A number of other pieces of legislation arrive at the same time. Certain individuals linked to Russia now need to more clearly declare all their assets based in the UK, for example.
Further details can be found within the bill itself (as introduced to Parliament) – titled ‘Seizure of Russian State Assets and Support for Ukraine’. It has been sponsored by Sir Chris Bryant of the Labour party (who have been particularly vocal in their support for this action), and is currently going through its second reading in the House of Commons.
So far, most Russian assets have been effectively ‘frozen’ rather than ‘seized’, but this new piece of legislation suggests that the UK is willing to take things a step further. While obviously supporting an admirable cause, this does raise some issues – issues which have meant that many other Ukrainian-sympathetic nations have not yet taken the same steps.
Most notably, the principle laid down by the UK here would open up suggestions that Western assets being held elsewhere could also now be seized. In other words, this move sets a precedent. However, it could also be seen to encourage other Western countries to now step forward and do the same, which would have a major impact on the reduction of the Russian war effort (and act as a major boost for the Ukrainian front).

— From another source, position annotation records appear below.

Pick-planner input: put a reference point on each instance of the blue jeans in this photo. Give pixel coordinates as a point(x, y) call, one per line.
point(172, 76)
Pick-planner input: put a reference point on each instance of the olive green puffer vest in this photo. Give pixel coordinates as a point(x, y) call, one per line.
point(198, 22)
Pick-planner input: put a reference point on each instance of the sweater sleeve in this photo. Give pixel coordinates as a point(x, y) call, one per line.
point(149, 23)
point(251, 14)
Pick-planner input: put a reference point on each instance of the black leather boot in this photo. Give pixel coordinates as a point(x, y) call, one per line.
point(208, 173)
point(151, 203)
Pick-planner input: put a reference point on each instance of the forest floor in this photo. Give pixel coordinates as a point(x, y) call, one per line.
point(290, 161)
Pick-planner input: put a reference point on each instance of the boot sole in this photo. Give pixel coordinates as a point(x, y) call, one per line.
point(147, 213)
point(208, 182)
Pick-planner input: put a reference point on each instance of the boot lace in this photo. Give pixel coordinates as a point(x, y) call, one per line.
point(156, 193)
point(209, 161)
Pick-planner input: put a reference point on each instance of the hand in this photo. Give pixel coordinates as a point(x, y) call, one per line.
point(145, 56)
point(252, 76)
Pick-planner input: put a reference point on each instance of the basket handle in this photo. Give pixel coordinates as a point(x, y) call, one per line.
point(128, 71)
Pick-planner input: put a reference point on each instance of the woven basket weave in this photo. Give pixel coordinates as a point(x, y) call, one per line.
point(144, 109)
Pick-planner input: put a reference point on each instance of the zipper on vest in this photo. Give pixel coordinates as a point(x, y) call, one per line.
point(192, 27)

Another point worth remembering is that freezing assets (and even more so seizing them, as this new legislation implies) is a complex matter legally speaking, since wealthy individuals often have skilled advisors hiding their assets in numerous places (for example, holding them within multiple companies or multiple investment vessels which are difficult to trace back to one questionable individual). Situated within an already-complex legislative landscape, it becomes clear that enforcing these laws effectively is an extremely difficult process.
Law never exists in a vacuum. Any study of the history of law and its ties to philosophical ideas establishes this fact. Instead, the goalposts of morality which it establishes are always influenced by external factors – namely, the political landscape. For this reason, aspiring lawyers applying for training contracts, vacation schemes, pupillage, etc, are always tested on their commercial awareness (specifically how politics is currently affecting business too) in interviews. A typical commercial awareness interview question might ask an applicant to describe a recent news story and its effect on the legal industry (or law more widely). The war in Ukraine is undoubtedly one of the most important topics for students to understand (and demonstrate) right now, and a key point of discussions in boardrooms around the UK (and indeed the world).

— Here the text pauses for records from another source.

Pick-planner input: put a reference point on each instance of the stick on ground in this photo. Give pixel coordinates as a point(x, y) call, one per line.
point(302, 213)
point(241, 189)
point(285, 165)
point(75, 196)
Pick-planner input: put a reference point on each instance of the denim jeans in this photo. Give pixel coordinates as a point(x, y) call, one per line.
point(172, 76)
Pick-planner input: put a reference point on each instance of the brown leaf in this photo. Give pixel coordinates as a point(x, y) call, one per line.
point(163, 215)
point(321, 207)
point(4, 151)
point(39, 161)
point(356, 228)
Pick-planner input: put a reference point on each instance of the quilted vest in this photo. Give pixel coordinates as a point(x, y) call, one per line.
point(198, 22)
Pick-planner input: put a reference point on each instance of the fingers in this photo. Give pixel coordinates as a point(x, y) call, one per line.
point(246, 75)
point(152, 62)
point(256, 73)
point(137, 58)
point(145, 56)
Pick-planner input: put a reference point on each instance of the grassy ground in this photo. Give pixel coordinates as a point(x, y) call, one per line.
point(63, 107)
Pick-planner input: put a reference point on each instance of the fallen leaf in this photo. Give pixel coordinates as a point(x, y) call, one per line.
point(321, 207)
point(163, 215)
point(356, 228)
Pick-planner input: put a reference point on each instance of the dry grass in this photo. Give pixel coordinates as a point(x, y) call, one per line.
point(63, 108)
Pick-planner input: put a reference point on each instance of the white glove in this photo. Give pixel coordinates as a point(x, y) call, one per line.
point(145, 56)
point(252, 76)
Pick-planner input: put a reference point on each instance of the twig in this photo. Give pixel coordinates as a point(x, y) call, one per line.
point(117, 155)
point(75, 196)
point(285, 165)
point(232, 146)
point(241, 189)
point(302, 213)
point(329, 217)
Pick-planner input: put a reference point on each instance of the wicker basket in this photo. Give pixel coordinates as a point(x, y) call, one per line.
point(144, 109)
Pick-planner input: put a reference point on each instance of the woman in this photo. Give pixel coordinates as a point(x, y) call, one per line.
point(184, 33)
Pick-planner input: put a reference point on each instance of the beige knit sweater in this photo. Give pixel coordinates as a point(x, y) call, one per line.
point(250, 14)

For lawyers already practicing, the ongoing crisis is having a major impact on their day-to-day work. On a business level, a huge swathe of law firms pulled out of Russia following the invasion, and law firms now need to be particularly careful in who they work with in regard to the public image of their business. On a legislative level, the UK has introduced a number of laws as a response to the war, including a number of sanctions against Russian individuals and businesses which will impact deals involving Russian parties in various ways.
In particular practice areas such as Public Law and International Arbitration, the war in Ukraine is having an obviously pronounced effect (since those areas are often quite political in nature). However, the ongoing situation has also impacted areas more traditionally financial, such as M&A (mergers and acquisitions) or trade, since the flow of money in and out of both Ukraine and Russia is the most significant contributor to victories and losses – wars require heavy financing, which lawyers are always a major part of.

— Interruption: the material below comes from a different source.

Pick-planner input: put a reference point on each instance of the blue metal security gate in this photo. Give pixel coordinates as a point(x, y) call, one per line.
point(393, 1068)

The war in Ukraine is having a huge impact on the political landscape of Europe (and indeed the world), which is certainly now being reflected in tightened sanctions and wider legislation being introduced in the UK. While lawmakers are setting out to use the law as a political (or even humanitarian) vehicle, lawyers themselves are coming to terms with the complex consequences that this has in their day-to-day work. They are certainly aware of the need to keep on top of this rapidly developing situation, and the crucial role they have to play in supporting Ukraine/condemning Russia’s ongoing aggression.